Listen up all who will listen!
This Sunday September 20th is Homecoming at Kedron. Unlike high school homecomings everyone who shows up is a king and queen! To be more correct we are of a “royal family,” heirs apparent, but only one Lord who is Supreme. No other gods before us and we are not God. But we are again in that “Royal” family of the one God. We are one united group of brothers and sisters in all our diversity….even at Kedron UMC!
Our scriptures reflect both the wide range of life experiences in church and in society as well as the very personable, warm greetings by name of people that Paul had ministered with over the years.
So, at Homecoming we will have a wealth of memories of people, places and things connected with Kedron (and other churches) alongside our “living in the now,” with hopes for the future. Favorite hymns and testimonies and mutual histories will have us immersed in life together. This will be good and worthy of living forward into another year with each other as God gives us time and opportunity.
As you read this, think of someone to pass the word along to about Homecoming and check on them as you can. This pandemic year 2020 has taken its toll on our being together in community and in fellowship, so the aspiration is to recommit to staying in contact and “building up the body of Christ“ which is the Church.
See you Sunday in person, on line, and in our hearts!
Numbers 21:4b-9, I Corinthians 1:18-24 and John 3:13-17
This Sunday we will emphasize Holy Cross Day which actually falls on Monday the 14th. The scriptures that highlight the Cross of Christ for this day involve the imagery of snakes! Most people quickly react negatively and, if they don’t just run, they are ready to change the subject! I don’t blame them! A good rule of thumb for snake seeing is “don’t touch but run!”

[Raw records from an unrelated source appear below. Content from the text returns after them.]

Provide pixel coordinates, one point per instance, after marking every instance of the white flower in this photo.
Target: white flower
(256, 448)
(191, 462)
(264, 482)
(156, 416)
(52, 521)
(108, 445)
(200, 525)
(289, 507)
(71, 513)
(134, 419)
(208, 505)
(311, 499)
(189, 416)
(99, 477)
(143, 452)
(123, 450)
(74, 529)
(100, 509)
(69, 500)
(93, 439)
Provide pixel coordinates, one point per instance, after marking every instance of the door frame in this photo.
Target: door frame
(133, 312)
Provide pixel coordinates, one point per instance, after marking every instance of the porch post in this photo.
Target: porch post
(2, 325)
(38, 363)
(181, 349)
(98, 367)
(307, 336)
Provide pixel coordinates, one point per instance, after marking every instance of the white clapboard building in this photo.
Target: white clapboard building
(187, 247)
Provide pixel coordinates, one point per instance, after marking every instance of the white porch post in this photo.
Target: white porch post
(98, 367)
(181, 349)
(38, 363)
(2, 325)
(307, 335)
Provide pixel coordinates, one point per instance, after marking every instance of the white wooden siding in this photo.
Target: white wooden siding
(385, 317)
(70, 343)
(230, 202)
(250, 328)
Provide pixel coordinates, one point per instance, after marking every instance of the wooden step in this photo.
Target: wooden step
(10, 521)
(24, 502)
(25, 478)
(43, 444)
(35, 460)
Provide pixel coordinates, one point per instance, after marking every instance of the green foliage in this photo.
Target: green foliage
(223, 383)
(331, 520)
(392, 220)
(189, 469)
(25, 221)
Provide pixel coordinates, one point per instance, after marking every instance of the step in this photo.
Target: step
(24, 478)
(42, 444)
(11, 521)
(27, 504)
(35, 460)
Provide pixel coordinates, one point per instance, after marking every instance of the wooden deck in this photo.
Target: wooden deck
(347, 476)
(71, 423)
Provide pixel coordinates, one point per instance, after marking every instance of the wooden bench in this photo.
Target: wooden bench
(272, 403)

But throughout the Bible there are strange stories that require some effort to grasp in our 21st century experience. And even Paul knew that speaking of a crucified Messiah was “a stumbling block” to many (e.g. the Jews) and “foolishness to the Greeks (Gentiles).” And bringing images of serpents lifted up on poles is not helpful either!
But there they are. And somehow, finally makes for salvation for many. Wholeness and completion and security. In a time of international insecurity over a virus with accompanying unrest politically and socially, we need to hear of salvation, that which saves us wholly and “holy.”
So, we will hear of strange images and once very unexpected means of relief and rescue for Gods people. The end result is, as always for church and world, Good News!
Join with us in person and/or on-line this Sunday! Blessings!